The bell curve analysis is usually seen as a rigid framework that in a way compels the manager
to slot some of its teammates under poor performance bucket. Some of the companies even feel
that the relative ranking process is not in line with their business and employee needs.

 Current Model of Performance Management System


Currently, TCS is following continuous feedback approach to doing the performance appraisal of
its employees.

The purpose of the Performance Management System is to promote a strong, integrated


Performance Management System, to set clear objectives linked to Organization’s goal, provide
qualitative developmental feedback to the employee, to manage, recognize and motivate talent
that enables TCS to be more competitive and to ensure fair and impartial proceedings along with
establishing accountability.

In TCS, generally 2 types of appraisal are available:


1. Annual Appraisal:
i. A single Annual Appraisal is conducted for all employees
ii. The Annual Appraisal cycle is from 01 April to 31 March of a Financial Year.
2. Project End Appraisal (PE):
i. A Project End Appraisal is conducted at the end of an employee’s allocation to a
Project or whenever there is a change in the Role; provided that the minimum
duration for which the employee has worked on that Project/Role is 60 days.
ii. The Project End Appraisal may be initiated anytime during Annual Appraisal cycle.
The Performance Planning begins with Goal Setting and Goal Discussion, where the appraiser
and appraise have a joint responsibility of setting goals by discussing them. The goals are
tangible and attainable and both arrive at a consensus at the end of this process.

Continuous feedback is provided to appraise by the appraiser, where the appraiser highlights the
strengths and the areas of improvement for appraising. Developmental feedback, recording of
real-time achievements with appraising is an ongoing process.

During the performance evaluation to ensure the appraisal is fair and unbiased the evaluation is
done by the appraiser (immediate supervisor) and then by secondary level supervisor (reviewer).
Appraisal evaluation is a two-way discussion, where feedback is provided along with a thorough
discussion on the goals which were agreed at the beginning of the process and at the end
Individual Performance Factor (IPF) is calculated for the appraising. In the Reviewer evaluation,
the record is sent to the reviewer, the reviewer can change the IPF in consultation with the
appraiser.

Once the evaluation is done, Individual Performance Band is assigned to the individual; the
composition of the band depends not only on the individual’s performance but also on the
performance of the Business Unit at the Organization Level. Once the performance band is
decided it is communicated to the individual via email and performance portal of TCS.
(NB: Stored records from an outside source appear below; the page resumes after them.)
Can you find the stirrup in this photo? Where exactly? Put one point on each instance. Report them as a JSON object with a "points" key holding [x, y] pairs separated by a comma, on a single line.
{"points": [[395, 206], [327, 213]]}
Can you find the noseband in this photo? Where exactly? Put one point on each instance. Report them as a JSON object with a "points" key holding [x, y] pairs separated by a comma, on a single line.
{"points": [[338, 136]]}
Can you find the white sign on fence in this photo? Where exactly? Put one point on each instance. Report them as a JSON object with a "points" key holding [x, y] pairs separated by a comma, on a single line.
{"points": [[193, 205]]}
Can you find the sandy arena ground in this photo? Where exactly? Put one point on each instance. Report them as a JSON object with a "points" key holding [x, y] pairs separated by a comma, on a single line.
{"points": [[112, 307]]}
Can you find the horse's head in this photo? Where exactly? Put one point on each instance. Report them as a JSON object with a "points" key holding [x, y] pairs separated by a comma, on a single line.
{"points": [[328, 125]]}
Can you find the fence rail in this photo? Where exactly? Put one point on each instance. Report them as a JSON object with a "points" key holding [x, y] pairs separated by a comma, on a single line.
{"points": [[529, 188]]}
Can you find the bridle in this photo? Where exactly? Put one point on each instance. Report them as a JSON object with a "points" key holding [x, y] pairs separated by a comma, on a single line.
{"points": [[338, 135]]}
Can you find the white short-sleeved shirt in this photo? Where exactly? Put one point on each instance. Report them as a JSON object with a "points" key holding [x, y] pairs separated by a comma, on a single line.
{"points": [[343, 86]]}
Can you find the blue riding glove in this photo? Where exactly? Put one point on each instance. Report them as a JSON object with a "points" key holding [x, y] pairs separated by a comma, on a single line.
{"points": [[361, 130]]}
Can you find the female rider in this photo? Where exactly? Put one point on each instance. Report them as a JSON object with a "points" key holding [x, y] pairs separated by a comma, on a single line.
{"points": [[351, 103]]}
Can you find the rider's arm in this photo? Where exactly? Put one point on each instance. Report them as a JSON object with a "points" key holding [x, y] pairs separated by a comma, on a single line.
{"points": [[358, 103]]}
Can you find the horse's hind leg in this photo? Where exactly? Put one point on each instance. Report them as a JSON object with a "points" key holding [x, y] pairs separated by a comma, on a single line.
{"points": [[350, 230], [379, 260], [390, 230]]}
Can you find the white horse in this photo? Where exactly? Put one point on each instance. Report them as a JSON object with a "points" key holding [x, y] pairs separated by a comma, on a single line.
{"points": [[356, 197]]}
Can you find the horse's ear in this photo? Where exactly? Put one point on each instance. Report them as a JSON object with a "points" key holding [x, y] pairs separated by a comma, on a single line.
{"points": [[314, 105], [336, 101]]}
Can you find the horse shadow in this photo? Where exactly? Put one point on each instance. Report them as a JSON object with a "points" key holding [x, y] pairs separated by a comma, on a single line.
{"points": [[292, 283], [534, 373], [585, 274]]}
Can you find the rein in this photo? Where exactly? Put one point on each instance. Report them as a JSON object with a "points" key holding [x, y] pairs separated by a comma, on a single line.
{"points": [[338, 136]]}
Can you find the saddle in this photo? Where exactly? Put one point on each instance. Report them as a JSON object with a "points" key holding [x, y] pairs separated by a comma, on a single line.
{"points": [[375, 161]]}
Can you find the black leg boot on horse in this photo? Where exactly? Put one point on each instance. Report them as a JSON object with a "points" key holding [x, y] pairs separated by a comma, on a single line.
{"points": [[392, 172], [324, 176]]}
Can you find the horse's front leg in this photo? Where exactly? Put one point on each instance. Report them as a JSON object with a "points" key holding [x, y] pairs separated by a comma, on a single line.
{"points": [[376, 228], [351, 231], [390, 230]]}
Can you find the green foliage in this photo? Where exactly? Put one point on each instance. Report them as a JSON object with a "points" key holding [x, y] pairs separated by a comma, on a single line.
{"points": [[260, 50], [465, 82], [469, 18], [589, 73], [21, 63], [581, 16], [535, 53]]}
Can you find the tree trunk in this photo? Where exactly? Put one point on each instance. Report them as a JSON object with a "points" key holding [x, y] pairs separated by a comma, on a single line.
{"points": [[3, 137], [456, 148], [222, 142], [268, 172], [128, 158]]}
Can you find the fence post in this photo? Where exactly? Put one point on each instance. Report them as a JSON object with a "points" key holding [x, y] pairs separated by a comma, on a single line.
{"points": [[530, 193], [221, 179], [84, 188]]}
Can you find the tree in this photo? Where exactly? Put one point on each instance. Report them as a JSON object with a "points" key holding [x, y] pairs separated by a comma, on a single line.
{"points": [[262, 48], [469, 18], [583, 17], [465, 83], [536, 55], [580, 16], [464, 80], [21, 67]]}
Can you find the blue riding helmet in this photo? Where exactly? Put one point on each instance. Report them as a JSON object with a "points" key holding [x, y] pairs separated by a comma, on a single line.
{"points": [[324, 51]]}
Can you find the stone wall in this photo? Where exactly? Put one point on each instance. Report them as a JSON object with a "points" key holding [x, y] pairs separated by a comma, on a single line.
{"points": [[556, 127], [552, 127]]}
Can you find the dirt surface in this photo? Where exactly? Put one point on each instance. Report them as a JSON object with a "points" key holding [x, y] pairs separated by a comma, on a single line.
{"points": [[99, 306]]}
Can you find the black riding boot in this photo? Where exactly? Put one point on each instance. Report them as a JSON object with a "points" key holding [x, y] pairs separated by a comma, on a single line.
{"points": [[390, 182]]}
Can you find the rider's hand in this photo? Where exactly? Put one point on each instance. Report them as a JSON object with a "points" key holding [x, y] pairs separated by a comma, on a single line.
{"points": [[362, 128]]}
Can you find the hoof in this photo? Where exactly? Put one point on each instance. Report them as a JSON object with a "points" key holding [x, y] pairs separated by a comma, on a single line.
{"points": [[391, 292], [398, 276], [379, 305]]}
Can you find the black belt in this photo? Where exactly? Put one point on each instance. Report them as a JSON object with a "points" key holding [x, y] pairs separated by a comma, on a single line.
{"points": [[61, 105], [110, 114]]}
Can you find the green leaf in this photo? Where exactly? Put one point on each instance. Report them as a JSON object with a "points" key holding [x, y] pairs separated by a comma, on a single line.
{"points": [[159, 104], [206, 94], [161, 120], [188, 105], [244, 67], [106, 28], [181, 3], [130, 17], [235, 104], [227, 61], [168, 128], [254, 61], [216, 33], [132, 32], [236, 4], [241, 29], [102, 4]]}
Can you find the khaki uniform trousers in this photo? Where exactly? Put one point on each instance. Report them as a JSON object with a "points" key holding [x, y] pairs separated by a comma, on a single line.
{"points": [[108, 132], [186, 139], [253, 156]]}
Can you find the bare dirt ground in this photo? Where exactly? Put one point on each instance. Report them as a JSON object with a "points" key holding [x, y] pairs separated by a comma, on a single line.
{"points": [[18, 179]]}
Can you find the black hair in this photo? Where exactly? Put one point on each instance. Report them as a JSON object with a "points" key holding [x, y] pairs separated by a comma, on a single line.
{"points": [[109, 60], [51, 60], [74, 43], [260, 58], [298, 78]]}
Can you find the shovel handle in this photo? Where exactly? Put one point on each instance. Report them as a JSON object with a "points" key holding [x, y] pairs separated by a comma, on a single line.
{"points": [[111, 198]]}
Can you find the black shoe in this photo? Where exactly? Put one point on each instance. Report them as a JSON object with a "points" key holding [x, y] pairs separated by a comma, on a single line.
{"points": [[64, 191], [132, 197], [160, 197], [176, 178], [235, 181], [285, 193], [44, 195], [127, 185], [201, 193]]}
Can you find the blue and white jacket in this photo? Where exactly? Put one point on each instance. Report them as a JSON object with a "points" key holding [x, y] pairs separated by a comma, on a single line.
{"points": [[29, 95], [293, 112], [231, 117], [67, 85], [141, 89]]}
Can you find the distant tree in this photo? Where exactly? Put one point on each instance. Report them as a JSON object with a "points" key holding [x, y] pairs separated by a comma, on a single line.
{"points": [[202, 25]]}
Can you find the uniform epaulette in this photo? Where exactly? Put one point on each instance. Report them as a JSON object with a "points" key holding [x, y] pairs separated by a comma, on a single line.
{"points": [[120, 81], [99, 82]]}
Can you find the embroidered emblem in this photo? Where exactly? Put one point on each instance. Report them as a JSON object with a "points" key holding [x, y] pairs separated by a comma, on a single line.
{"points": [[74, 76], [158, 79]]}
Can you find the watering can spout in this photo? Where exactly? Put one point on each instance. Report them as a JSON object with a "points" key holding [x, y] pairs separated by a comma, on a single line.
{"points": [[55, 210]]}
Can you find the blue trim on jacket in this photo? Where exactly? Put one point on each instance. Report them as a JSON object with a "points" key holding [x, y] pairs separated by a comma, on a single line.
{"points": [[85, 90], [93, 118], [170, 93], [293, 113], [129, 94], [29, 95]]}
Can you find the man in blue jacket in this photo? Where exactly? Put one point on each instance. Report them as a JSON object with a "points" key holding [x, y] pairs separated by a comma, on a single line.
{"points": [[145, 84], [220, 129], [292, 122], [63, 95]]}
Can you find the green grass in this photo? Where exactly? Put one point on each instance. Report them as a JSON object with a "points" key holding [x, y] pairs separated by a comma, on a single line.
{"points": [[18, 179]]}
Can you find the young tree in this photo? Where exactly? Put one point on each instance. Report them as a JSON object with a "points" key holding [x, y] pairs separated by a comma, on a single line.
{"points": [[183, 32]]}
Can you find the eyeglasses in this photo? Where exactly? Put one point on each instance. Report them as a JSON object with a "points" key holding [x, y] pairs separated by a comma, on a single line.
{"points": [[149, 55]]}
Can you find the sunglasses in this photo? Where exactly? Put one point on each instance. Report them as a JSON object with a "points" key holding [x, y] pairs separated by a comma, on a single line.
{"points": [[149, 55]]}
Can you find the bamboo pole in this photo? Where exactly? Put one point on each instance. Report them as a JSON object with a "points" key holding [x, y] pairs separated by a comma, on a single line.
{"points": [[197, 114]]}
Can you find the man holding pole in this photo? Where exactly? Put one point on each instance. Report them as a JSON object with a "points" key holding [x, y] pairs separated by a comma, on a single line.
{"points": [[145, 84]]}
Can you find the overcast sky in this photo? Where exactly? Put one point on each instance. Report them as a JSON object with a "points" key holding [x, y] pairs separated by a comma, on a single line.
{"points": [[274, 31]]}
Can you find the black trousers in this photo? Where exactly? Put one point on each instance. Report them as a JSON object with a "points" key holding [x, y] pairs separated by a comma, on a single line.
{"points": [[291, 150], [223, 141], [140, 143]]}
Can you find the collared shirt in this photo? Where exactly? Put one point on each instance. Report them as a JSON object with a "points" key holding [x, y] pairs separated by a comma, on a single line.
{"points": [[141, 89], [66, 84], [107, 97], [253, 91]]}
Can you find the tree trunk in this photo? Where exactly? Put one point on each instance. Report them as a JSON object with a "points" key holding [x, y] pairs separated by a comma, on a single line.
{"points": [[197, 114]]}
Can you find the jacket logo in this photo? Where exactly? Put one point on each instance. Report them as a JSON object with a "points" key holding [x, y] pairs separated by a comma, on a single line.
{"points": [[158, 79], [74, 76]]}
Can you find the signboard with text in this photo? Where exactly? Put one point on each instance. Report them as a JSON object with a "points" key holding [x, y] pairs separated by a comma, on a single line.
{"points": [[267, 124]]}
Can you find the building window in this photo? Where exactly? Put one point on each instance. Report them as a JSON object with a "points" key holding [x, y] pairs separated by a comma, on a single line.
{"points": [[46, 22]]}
It can be concluded that the performance management system plays a strategic role in these 2 IT
organizations. Employees’ goals and objectives are taken into consideration while managing
their performance. They are more aware of the parameters they are being judged on. HR
managers have started taking a balanced scorecard approach in these organizations. Employees
are given personal counseling on the lacunae in their performance ant their training needs if any.
Such a kind of performance management system has helped both these organizations to sustain
as the top leaders of the industry and meet their customer expectations.